12 agosto, 2020

Zé Preto

José Melo
Recife-PE
Março/2013


Antecipadamente devo dizer que do fato que passo a narrar a seguir, não posso afirmar ser verdadeiro ou não. Garanto apenas que era contado por muitas pessoas que conheceram os personagens. Logo, verdade ou mentira, eu nada tenho a ver com isso. Apenas repasso o que muitos comentavam.

Zé Preto era um negro idoso, magro, lábios grossos, tipicamente um afro descendente. Todo o dia saía de casa com o seu pé-de-bode – harmônica, ou sanfona de oito baixos. Em cada bodega que chegava sentava e punha-se tocar seu fole de oito baixos, em troca de algumas bicadas de cana.

Assim era durante todos os dias da semana, uma rotina que só era quebrada nas festas de ruas, quando João Preto armava o carrossel e Zé preto passava a tocar nele, todas as noites.

Contam que todos os dias ele chegava em casa mais melado que corda de amarrar porco, pelas bicadas sorvidas durante toda a sua peregrinação pelas bodegas da cidade. E todo dia seguinte queixava-se de dores no corpo, a Joana, sua mulher, que sempre respondia:

-“Isso é essa cachaça miserável que você bebe e sai caindo por aí!”.

Acontece que um dia um vizinho resolveu revelar o Zé Preto o mistério das dores no corpo. Chamou ele em particular e contou tim-tim por tim-tim:

- “Zé Preto, todo dia que você chega bêbado em casa, Joana baixa o sarrafo em você, sempre reclamando. Até de cabo de vassoura ela bate em você!”.

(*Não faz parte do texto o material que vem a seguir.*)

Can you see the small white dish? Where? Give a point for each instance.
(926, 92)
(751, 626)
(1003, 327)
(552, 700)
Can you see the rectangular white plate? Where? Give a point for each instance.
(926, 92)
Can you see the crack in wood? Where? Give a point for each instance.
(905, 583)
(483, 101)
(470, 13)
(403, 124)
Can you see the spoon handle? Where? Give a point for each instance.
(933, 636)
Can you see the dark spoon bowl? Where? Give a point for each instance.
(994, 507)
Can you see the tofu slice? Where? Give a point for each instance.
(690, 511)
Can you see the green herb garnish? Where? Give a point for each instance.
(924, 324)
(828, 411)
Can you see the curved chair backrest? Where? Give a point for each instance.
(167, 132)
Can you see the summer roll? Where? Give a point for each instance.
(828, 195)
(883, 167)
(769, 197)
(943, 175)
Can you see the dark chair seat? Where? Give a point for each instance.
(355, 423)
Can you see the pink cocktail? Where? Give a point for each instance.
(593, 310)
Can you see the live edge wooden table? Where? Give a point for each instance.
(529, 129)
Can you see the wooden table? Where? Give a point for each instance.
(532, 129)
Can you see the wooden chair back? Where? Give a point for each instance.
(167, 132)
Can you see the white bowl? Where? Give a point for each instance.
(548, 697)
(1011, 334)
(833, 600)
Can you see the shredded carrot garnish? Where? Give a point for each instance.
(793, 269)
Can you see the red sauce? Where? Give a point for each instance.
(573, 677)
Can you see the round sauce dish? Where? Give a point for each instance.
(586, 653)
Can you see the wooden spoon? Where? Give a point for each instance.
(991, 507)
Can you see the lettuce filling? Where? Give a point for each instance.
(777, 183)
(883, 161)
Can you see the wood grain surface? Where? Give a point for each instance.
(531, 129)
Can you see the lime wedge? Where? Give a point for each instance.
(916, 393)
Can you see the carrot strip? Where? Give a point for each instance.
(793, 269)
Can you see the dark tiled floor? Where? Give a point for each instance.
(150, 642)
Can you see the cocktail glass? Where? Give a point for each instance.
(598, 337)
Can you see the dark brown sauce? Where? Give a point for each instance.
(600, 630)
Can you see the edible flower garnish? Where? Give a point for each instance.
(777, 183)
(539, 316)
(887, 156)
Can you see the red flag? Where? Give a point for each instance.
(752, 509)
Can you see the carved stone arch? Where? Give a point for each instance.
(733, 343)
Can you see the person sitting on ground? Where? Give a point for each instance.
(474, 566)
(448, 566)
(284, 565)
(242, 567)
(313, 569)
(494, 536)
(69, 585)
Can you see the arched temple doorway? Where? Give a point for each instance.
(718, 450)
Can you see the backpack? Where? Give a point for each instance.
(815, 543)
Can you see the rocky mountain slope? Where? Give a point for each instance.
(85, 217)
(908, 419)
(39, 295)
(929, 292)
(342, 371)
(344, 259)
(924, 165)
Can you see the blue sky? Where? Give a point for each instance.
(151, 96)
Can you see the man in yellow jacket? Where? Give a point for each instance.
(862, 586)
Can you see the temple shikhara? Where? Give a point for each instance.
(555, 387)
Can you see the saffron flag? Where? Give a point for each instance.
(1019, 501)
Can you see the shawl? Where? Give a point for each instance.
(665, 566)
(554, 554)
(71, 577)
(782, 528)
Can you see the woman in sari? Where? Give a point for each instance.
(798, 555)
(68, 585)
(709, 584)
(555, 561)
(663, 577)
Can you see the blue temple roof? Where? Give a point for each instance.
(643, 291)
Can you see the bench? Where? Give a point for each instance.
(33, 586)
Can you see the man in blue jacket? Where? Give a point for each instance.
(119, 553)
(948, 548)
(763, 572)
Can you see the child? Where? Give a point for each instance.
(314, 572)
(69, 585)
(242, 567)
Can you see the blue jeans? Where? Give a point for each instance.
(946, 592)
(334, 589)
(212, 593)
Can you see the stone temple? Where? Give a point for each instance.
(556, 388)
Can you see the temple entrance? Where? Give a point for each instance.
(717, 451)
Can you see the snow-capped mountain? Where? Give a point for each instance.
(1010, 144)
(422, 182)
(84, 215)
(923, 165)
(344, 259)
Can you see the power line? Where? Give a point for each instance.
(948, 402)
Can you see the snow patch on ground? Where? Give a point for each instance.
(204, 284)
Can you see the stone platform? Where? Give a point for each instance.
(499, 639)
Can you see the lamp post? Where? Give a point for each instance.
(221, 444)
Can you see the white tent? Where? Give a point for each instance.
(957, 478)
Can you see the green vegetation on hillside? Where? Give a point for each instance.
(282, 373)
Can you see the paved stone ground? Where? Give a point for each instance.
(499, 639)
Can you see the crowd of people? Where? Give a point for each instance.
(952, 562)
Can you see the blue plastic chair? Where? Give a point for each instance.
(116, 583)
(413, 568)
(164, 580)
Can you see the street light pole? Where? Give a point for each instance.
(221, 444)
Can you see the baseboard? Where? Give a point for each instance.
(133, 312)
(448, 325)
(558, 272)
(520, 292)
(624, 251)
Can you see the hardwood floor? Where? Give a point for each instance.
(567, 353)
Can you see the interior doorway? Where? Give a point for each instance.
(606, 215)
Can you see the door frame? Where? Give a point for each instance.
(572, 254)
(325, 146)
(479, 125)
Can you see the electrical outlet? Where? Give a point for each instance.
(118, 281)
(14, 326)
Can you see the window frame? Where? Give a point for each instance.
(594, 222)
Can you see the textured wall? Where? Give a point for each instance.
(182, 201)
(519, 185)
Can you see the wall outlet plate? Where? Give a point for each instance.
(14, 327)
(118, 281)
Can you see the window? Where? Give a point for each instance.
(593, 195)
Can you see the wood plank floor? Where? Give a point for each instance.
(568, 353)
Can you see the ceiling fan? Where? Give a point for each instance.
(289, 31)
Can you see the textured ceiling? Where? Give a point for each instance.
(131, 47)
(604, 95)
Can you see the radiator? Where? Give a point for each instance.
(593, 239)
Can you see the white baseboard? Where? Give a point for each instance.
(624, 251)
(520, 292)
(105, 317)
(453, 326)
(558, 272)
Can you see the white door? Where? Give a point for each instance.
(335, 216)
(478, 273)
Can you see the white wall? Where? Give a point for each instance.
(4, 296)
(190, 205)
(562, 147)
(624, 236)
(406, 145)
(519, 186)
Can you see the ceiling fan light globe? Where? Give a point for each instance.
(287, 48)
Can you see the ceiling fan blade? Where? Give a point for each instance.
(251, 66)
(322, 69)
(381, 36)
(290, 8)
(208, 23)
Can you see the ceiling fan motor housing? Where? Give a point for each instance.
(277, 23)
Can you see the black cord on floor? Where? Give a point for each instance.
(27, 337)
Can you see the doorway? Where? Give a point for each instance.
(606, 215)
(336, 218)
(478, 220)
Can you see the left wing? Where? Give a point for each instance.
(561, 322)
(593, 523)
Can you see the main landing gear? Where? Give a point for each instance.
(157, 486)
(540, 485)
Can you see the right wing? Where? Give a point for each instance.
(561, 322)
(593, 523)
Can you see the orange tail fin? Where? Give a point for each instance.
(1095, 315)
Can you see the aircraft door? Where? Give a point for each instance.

Zé Preto nada disse, apenas agradeceu ao vizinho, pegou o fole e partiu em direção as bodegas.

Só que nesse dia conseguiu o que parecia impossível: passou o dia todo pelas ruas, andando, sem beber nenhum gole. No final da tarde retornou pra casa.

Quando dobrou a esquina da Avenida Manoel Borba, chegando na antiga Rua da Remela, passou a cambalear e tombar, como qualquer bêbado que se preze.

Chegou em casa e foi gritando, com a língua enrolada:- “Ô Joana, bota meu almoço que eu tô com fome!!!”.

Ao que, como fazia rotineiramente, ela pegou o cabo de vassoura e foi esbravejando:

- “Tu já vem de novo nessa situação, né cachorro?”.

Nisso Zé Preto deixou de se fingir de bêbado e retrucou:

- “Ah! Quer dizer que meu corpo doído era das quedas que levava bêbado?”.

E de agredido Zé Preto passou a agressor, devolvendo os tabefes que Joana lhe dera tantas vezes. E a partir daquele dia, Zé Preto nunca mais amanheceu com o corpo doído depois de uma carraspana.